In-Depth

Troubleshooting Disk Troubles, or How to Speak SAN-ish

Insights from a Microsoft Premier Field Engineer on how to identify poor disk performance conditions and how to communicate the problem to SAN administrators and vendors.Insights from a Microsoft Premier Field Engineer on how to identify poor disk performance conditions and how to communicate the problem to SAN administrators and vendors.

Hello world! I am a Microsoft Premier Field Engineer with Microsoft and a Windows Internals certified professional. Each week, I encounter challenging performance issues on enterprise hardware and I want to share some of my cases with readers of MCPmag.com.

For this first piece, I want to call out initial indicators of potential disk performance issues -- in particularly with SANs -- and how to talk to your SAN administrators knowledgably about the condition.

Recently, I was analyzing a production Windows Server 2003 R2 computer running Internet Information Services. The server seemed slow and sluggish to the administrators and many of the users. After ruling out memory conditions, I turned my attention to the disk subsystem and I was very surprised to see very high response times. Normally, Web servers do very little disk I/O and I rarely see any concern here, but this case was different.

Check out Fig. 1, which shows the "Avg. Disk sec/Write" (write response times) counter for F: drive was over 0.6 seconds or 600 milliseconds (ms). While that might sound fast, let's compare it to the access times (the longest time delay or latency for a device to return data) of hard drives that I found on the internet.

write response times of logical disks

Figure 1. The write response times of logical disks; F: drive, in particular, is regularly over 0.6 seconds (600 ms). (Click image to view larger version.)

The IOPS and access times in Table 1 are very conservative and vary greatly between vendors. I found other charts where the same drives have access times far faster than these at the same RPMs. For example, my 5400 RPM USB disk drive can sustain 150 IOPS and stay under 5 ms average response times. This is because hardware and software cache play a significant role in disk performance. In any case, we can say with some certainty that F: drive is showing I/O response times far slower than a 3.5" floppy disk!

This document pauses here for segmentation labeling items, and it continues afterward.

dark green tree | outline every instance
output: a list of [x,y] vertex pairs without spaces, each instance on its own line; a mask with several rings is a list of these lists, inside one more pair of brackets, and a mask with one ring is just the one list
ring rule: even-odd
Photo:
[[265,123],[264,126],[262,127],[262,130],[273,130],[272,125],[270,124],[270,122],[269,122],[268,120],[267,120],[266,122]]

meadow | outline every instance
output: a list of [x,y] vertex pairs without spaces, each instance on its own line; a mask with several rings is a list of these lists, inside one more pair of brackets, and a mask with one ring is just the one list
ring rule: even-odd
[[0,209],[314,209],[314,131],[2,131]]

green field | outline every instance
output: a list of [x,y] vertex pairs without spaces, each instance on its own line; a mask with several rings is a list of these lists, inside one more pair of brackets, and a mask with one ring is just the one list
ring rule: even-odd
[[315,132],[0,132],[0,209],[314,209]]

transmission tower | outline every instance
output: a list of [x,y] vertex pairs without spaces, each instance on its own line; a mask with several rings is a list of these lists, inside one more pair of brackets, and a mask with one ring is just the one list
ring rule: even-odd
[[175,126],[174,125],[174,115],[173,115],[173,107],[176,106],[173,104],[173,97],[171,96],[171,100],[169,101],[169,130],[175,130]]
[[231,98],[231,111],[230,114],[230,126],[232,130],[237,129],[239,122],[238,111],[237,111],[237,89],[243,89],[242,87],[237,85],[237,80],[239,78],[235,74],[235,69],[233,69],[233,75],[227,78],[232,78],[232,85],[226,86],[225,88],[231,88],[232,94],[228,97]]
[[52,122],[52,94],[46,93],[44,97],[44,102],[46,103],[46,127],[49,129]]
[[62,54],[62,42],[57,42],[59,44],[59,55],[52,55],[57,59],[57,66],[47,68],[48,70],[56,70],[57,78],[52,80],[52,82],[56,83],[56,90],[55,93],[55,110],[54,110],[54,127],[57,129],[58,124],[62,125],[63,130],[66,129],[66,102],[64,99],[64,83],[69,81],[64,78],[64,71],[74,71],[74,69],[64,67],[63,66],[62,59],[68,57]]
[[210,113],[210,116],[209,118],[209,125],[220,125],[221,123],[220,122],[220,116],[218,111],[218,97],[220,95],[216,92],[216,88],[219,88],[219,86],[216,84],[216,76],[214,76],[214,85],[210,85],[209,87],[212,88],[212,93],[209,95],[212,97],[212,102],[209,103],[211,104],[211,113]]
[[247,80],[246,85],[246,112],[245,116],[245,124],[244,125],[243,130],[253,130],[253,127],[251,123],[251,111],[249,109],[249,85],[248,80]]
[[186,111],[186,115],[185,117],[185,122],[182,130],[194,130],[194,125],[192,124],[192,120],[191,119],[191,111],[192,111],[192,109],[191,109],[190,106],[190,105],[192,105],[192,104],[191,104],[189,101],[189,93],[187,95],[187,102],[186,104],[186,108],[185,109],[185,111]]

Table 1. Approximate access times and IOPS of various hard drives. (* Note: IOPS does not reflect actual products)
Device
IOPS*
Access Time (ms)*
3.5" floppy disk USB drive
8
120
5400 RPM hard disk
59
17
7200 RPM hard disk
77
13
10K RPM hard disk
125
8
15K RPM hard disk
143
7
solid state drive (SSD)
5000
0.2

"Avg. Disk sec/Read" and "Avg. Disk sec/Write" are performance counters that measure the I/O request packet response times for read and write operations respectively. These counters are found on the LogicalDisk and PhyiscalDisk counter objects.

The size of the I/O can dramatically affect the response times, so before I can determine if the response times are okay or not, I need to know the size of the I/Os. So, if F: drive was doing 2 MB I/Os, then that would certainly explain why it appeared slow.

Fig. 2 shows that the F: drive is staying under 64 KB sized I/O, which is relatively small I/O sizes. This means that F: drive should be responding near its manufacturer's access time, which we will assume is about 15 ms. (The average access time between a 5400 RPM hard drive and a 7200 RPM drive, according to Table 1.)

F: drive is staying under 64 KB sized I/O

Figure 2. F: drive is staying under 64 KB sized I/O (Click image to view larger version.)

At this point, I could have gone to the SAN administrator and presented my findings. I seriously doubt that he or she can justify I/O response times slower than a floppy disk.

With that said, I can't judge them. The real problem might just be communicating the needs of the server to them.

SAN administrators and SAN vendors know their hardware the best, but they can't predict the disk performance needs of servers. Many server administrators simply ask the SAN administrators for a LUN (logical unit number, a physical disk presented to Windows or Windows Server) of a specific size, so that is what they get -- just capacity.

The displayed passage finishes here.